Ow. Warehouse 13 brings a lot of death scenes to television. Almost every warehouse affiliate has died, with most of them being resurrected eventually, and even though the Warehouse 13 death toll has grown to rival that of Misfits or Supernatural in recent seasons, Warehouse 13's writing team still manages to make each and every one of them a powerful sucker punch, right to the gut. I can appreciate that. I love a good death scene.

But I also love Leena and while she makes a good candidate for a permanent warehouse death, a part of me kind of hopes she joins the ranks of dead warehouse personnel who eventually come back to life. Leena's is the sort of demise that has the potential to change the very fabric of the series itself. On one hand, that screams, "YAY CHARACTER DEVELOPMENT!" but on the other hand, Artie will not take Leena's death, or his role in it, lightly. If done right, this experience will permanently change Artie. But are we prepared for that level of darkness to take up permanent residence on Warehouse 13?

Or are we fairly certain that Leena will be alive and well by the end of this season? The root of all current warehouse troubles is time travel, after all.

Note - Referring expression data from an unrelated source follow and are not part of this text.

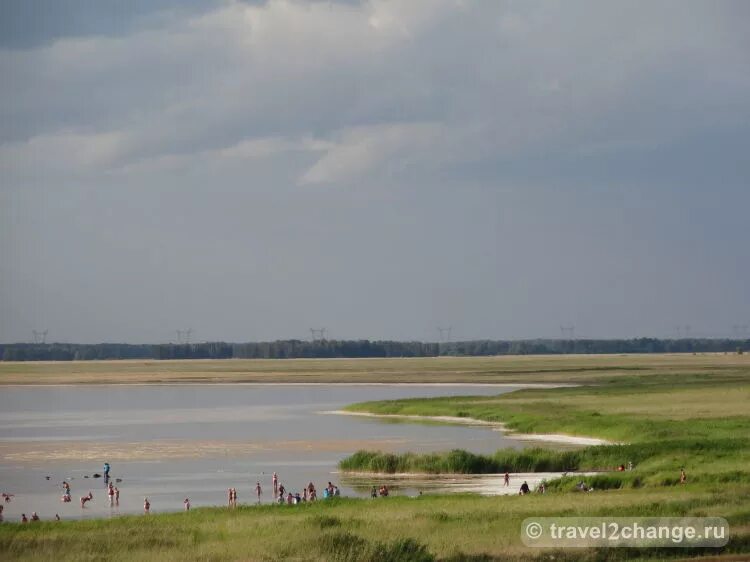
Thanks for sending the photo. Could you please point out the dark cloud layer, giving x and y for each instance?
(251, 169)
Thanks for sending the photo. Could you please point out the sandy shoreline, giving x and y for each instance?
(73, 451)
(498, 426)
(483, 484)
(541, 385)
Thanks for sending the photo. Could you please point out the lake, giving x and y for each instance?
(169, 442)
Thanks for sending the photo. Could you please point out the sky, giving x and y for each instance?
(251, 170)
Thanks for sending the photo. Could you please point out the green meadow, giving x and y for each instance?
(662, 413)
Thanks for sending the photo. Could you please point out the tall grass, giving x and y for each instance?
(601, 457)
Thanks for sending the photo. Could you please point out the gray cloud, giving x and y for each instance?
(377, 167)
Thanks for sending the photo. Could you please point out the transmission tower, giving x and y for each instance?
(568, 332)
(318, 334)
(183, 336)
(445, 333)
(39, 337)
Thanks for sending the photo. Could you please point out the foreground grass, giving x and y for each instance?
(669, 411)
(506, 369)
(397, 528)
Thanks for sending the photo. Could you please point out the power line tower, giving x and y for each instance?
(318, 334)
(183, 336)
(39, 337)
(568, 332)
(445, 333)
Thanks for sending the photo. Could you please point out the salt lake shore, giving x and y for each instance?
(499, 426)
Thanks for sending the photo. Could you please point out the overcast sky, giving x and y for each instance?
(253, 169)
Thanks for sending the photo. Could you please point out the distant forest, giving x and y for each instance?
(294, 349)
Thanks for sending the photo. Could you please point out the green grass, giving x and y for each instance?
(505, 369)
(458, 527)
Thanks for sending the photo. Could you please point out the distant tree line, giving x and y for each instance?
(291, 349)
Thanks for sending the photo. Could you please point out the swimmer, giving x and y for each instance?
(85, 499)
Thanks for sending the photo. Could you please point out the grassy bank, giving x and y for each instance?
(506, 369)
(670, 411)
(597, 458)
(699, 421)
(397, 528)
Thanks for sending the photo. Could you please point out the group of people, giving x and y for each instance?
(280, 495)
(382, 491)
(283, 496)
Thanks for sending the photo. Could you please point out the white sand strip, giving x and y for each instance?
(483, 484)
(498, 426)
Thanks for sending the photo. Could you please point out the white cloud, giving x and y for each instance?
(362, 151)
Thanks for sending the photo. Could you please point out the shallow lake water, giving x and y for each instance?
(168, 442)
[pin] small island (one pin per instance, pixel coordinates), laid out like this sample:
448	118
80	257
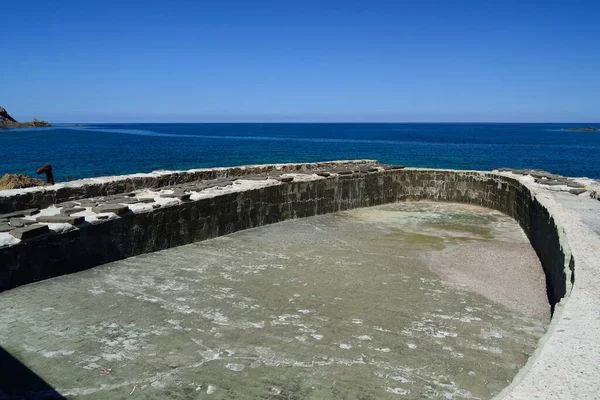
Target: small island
586	128
8	122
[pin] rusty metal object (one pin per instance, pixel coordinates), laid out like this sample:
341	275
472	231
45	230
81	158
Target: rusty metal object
48	170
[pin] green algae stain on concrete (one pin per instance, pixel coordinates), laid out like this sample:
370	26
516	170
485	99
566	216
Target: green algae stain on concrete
354	305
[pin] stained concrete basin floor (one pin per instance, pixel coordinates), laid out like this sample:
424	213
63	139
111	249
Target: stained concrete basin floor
396	301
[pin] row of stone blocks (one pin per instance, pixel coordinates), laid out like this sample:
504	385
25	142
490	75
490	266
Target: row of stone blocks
132	234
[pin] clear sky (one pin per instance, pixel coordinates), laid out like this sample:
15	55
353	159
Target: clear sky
308	60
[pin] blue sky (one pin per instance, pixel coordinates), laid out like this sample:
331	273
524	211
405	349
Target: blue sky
404	61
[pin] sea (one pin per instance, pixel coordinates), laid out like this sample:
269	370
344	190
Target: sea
104	149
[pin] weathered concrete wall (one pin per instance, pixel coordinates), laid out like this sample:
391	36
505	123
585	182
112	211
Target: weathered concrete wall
40	197
566	365
134	234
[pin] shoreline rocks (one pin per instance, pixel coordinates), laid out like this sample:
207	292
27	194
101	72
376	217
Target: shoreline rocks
8	122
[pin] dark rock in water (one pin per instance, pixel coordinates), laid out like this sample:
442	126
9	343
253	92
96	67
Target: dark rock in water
114	208
8	122
5	118
577	192
30	231
61	219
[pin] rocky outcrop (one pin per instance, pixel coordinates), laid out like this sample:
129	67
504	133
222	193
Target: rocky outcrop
17	181
8	122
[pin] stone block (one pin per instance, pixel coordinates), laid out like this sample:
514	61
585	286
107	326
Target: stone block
6	228
30	231
61	219
21	213
577	192
574	184
19	223
114	208
176	195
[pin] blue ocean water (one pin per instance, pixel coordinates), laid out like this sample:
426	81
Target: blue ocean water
111	149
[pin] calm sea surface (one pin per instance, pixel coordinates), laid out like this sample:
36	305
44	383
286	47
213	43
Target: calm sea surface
111	149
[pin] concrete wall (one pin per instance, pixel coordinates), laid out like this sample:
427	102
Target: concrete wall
134	234
41	197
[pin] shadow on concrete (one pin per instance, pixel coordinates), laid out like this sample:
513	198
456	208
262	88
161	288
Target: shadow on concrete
19	382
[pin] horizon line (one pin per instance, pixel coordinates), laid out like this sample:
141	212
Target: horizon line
332	122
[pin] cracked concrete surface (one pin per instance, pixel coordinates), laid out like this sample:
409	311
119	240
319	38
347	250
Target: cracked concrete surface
344	305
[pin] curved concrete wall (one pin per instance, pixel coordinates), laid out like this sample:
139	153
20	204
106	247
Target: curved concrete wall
194	221
134	234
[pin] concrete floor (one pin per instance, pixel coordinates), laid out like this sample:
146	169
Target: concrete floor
384	302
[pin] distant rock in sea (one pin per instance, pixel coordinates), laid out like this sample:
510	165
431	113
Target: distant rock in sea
587	128
8	122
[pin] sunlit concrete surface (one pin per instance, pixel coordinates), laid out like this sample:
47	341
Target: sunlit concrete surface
407	300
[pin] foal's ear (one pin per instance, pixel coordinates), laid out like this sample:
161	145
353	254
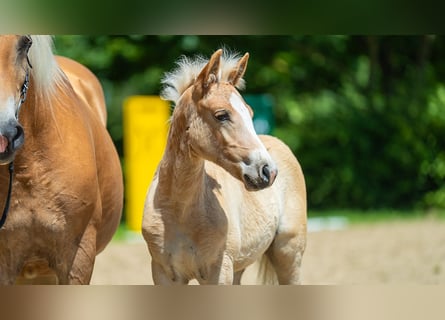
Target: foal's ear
208	75
237	73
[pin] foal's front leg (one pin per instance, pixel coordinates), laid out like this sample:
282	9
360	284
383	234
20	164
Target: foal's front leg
220	273
161	277
83	263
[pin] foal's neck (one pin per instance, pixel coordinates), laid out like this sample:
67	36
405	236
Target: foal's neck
181	173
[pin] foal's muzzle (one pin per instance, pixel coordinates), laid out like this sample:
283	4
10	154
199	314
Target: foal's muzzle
11	139
263	177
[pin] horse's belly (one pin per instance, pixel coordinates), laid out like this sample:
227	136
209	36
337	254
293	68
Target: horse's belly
255	239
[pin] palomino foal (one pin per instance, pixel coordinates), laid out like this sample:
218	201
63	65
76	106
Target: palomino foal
217	202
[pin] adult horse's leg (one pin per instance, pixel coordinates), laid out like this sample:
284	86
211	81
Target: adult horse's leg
285	254
160	277
82	268
219	273
237	277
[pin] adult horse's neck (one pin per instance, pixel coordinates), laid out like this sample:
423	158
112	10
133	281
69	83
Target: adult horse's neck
181	173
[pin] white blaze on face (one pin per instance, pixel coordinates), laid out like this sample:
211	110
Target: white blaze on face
239	106
7	111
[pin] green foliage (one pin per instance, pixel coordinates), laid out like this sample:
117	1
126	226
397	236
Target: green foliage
364	115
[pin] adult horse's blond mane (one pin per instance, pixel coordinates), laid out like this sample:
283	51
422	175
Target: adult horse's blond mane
46	73
188	69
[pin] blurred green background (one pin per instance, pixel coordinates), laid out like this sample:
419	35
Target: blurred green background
365	115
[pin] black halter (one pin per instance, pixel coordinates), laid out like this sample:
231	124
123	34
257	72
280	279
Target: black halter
23	92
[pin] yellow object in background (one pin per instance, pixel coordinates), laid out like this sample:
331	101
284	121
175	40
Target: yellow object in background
145	135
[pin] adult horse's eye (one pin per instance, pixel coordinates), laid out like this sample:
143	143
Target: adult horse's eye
222	116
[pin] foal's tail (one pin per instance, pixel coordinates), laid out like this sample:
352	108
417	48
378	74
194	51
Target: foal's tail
266	272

"The Ones You Love" went a long way toward reinvesting us in the story arc for Season 4, with high stakes throughout the entire episode and the payoff with Brother Adrian's real identity being a very good reveal, despite the fact that we all pretty much saw it coming. Can we just take a moment to bask in the glow of Saul Rubinek's awesomeness? He acted the hell out of Artie's final breakdown, when he realized that in fighting Brother Adrian, he had been battling himself all along... and lost. Whatever or whoever Artie currently is, it/he is absolutely chilling. You the man, Mr. Rubinek. You the man.

– So, Brother Adrian is real, but the evil Adrian who wreaked havoc on the warehouse all season long is just a figment of Artie's imagination or some sentient "evil" unleashed by the astrolabe? What do you think? Is Artie just lost in his imagination or is he possessed by something?

– Should Jinks and Mrs. Frederic go on more sassy adventures together? (Yes.)

– Who else wants a pair of Claudia's fabulous work goggles?

– I think Pete's solo adventure with ex-wife Amanda was supposed to remind us that he's actually an intelligent and accomplished Secret Service agent, but I thought the whole solution of transferring the tattoo artifact to the leather box that it came in because leather is technically skin was a little too "no duh," to reverse an entire season's worth of being a dumbass. Not to mention the fact that it was Myka's idea anyway. Nice effort, though, and "Tell them to name something after me... not a mall," made me giggle.



– I couldn't get into Myka and her sister's artifact-driven brawl. I have to admit, though, that curly OR straight, I'm super jealous of Joanne Kelly's hair.

– Where to next? Is Leena a goner for good?